Much of the Open Data 500 website references a list of 500 companies. The download page refers to 500_Companies.csv as the "List of 500 Candidates". And the three news articles linked from the homepage also reference a list of 500 companies.

500-ness

I'm still unsure as to what the "500" in the title means. As we saw above, it might have something to do with the number of responses, but I find it odd that someone would name a study after its sample size. So there's probably more to it.

Fortune 500?

Many people have suggested that the name is allusion to Fortune 500, but I don't think that's it. The Fortune 500 is list of "the top 500 U.S. closely held and public corporations as ranked by their gross revenue after adjustments". That is, it's the 500 biggest U.S. companies for a particular definition of "big".

The Fortune 500 and the Open Data 500 are both about U.S. companies, but the similarities stop there; as explained on the "About" page, the Open Data 500 is explicitly not a ranking and not about company size.

Number of responses?

The website says that the Open Data 500 is a list of 500 companies, so it might be that the "500" refers to the number of companies that they listed. As I said above, naming studies after their sample size is a bit odd. It seems like they continued looking for companies until they came up with 500, but I don't understand why they chose the number 500.

The Open Data 500 website says that "the Open Data 500 study is not meant to provide information for definitive statistical analysis", so I doubt they did anything like a power analysis to determine how many they needed.

One member of the Team told me that this was just a big number as a challenge to themselves. Another told me that they expected, based on Joel Gurin's network, that there were about 500 companies that would respond.

Key points and recommendations

That was a lot of details of the Open Data 500 data. Let's see if I can summarize my conclusions about the structure of the study and the data.

Two sub-studies

The Open Data 500 Team is assembling two lists.

The shorter list (called the "preview" or the "list of 50") is the results of a questionnaire, with one response per company. This part is a straightforward questionnaire-based case study, and the data that get released come directly from the questionnaires.

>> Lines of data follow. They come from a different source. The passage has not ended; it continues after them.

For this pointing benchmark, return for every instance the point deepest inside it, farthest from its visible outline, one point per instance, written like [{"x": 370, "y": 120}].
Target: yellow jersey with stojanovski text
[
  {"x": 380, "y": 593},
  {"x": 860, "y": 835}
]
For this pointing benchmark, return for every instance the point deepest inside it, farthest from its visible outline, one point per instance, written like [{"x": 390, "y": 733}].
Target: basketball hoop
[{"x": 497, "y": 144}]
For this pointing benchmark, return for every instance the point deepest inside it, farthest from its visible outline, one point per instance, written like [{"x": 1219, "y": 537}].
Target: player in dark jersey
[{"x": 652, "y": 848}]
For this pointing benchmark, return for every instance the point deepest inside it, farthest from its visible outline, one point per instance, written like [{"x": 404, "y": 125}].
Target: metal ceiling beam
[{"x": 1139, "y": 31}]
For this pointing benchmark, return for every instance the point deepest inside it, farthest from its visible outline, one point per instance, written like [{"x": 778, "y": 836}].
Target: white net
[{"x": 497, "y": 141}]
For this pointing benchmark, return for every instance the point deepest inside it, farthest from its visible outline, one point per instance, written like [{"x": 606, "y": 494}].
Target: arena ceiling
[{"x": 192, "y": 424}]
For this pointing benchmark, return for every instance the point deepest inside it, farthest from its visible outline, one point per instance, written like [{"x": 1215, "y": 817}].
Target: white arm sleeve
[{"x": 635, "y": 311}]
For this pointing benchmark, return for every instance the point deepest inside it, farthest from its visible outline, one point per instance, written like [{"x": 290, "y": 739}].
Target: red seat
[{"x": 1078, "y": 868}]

The longer list (called the "list of 500 candidates") makes more sense if you think about it as the sum of two lists; some of the companies come from the shorter list (the questionnaire responses), and the rest (most) come from an undocumented process.

Which data files you should use

If you are interested in the questionnaire results, I recommend using the Preview50_Companies.csv file; this file is structured more simply than the corresponding JSON files (OD500_Companies.json and OD500_Datasets.json).

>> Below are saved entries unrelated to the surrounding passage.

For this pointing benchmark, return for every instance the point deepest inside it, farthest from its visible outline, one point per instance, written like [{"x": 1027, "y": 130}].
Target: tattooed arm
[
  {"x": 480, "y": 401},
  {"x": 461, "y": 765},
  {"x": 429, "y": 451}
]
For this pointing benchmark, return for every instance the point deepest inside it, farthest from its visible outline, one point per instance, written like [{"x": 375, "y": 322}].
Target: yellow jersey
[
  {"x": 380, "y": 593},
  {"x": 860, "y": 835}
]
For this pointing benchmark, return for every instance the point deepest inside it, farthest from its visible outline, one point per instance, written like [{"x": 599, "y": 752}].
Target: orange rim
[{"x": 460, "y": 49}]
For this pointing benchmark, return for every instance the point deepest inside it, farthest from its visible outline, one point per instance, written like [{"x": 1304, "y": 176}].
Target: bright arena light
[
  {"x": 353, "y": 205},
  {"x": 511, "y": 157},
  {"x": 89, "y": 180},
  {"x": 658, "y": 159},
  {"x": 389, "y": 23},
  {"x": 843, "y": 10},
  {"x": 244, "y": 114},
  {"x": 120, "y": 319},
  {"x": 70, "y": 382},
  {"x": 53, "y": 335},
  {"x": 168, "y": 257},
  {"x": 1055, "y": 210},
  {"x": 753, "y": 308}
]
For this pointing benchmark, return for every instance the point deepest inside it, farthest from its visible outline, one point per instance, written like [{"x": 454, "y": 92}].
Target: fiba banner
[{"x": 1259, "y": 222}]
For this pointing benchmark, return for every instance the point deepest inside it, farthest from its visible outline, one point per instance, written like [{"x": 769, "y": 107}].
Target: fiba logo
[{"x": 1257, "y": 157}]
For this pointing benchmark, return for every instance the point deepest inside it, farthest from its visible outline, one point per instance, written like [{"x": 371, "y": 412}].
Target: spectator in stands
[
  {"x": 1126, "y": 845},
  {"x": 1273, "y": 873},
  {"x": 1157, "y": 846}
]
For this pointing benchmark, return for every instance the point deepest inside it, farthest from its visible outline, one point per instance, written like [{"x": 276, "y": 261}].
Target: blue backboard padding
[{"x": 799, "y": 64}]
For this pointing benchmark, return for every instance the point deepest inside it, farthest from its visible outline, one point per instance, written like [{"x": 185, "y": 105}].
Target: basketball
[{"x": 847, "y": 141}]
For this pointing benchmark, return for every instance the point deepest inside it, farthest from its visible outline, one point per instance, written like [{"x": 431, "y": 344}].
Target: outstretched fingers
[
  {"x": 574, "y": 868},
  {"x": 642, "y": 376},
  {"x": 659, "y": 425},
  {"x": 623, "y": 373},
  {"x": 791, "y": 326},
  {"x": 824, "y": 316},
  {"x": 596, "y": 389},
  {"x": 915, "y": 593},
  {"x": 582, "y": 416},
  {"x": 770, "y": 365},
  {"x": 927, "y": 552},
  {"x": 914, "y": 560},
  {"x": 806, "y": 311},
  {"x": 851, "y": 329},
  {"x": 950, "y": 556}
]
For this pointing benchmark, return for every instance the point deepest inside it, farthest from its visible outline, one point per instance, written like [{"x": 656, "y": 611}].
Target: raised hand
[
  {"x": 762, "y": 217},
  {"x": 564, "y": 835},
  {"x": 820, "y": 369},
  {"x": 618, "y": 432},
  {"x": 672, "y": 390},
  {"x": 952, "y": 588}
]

If you are interested in the long list, choose your data file based on the fields you want and based on whether you want the full list or an incomplete list. The two files contain different columns; for example, the flag as to whether the data come from the questionnaire or the undocumented process is only available in the HTML version, and the link to the company website is only available in the CSV version. Thus, you need to choose the file based on which fields you need. Also, each of these files contains different companies; if you want to have the full list of companies, you need to combine these files, removing duplicates.

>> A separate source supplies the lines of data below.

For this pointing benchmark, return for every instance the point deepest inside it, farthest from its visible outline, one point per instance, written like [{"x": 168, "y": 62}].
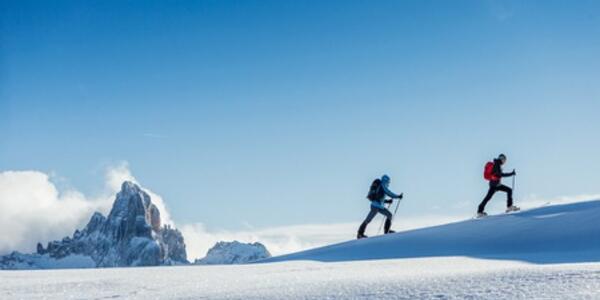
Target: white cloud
[{"x": 33, "y": 209}]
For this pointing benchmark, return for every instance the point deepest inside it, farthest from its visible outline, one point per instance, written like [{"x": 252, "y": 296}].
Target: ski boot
[
  {"x": 512, "y": 208},
  {"x": 361, "y": 236}
]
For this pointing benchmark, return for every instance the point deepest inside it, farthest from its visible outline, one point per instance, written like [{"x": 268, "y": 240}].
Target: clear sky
[{"x": 272, "y": 113}]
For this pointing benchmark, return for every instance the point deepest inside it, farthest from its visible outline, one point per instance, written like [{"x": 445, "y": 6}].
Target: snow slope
[
  {"x": 551, "y": 234},
  {"x": 431, "y": 278}
]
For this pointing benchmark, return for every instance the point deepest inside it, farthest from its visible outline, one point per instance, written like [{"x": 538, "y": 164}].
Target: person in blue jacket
[{"x": 379, "y": 189}]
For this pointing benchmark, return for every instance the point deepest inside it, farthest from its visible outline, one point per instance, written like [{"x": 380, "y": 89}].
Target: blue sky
[{"x": 271, "y": 113}]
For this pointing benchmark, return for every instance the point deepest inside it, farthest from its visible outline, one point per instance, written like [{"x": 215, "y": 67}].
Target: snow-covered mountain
[
  {"x": 131, "y": 235},
  {"x": 227, "y": 253},
  {"x": 551, "y": 234}
]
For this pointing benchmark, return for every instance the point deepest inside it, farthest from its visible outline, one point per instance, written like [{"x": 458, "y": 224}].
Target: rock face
[
  {"x": 131, "y": 235},
  {"x": 227, "y": 253}
]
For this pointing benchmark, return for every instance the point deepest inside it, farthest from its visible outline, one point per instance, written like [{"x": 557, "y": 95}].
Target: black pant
[
  {"x": 494, "y": 187},
  {"x": 372, "y": 214}
]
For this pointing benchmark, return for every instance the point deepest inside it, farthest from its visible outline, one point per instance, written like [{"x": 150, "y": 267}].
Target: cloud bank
[{"x": 33, "y": 209}]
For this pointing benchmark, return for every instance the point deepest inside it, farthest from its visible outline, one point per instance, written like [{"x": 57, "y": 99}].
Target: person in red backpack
[{"x": 493, "y": 173}]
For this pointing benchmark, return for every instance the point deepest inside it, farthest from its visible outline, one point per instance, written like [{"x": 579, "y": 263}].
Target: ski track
[{"x": 423, "y": 278}]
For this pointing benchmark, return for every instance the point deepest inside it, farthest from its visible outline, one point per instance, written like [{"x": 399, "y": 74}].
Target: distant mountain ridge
[
  {"x": 228, "y": 253},
  {"x": 131, "y": 235}
]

I've already loaded the data into R, so look here if you want that.

Other confusing things

The "500" in "Open Data 500" doesn't mean anything as far as I can tell; it's not the number of responses, and it's not a reference to the Fortune 500. Don't let this confuse you.

The Open Data 500 is considered "comprehensive" because of its sampling strategy, which is termed "comprehensive call". This strategy is a form of convenience sampling.

The Open Data 500 is only at data collection stage; the "analysis" component of the study has yet to begin. But the data are already being released, so you can start analyzing the data before the Open Data 500 Team does!

The different data files present conflicting versions of the data, and I haven't figured out how to resolve this. The different data files do largely agree with each other, so any one should be okay for prototyping your analyses. You should contact the Open Data 500 Team for clarification when this starts to matter.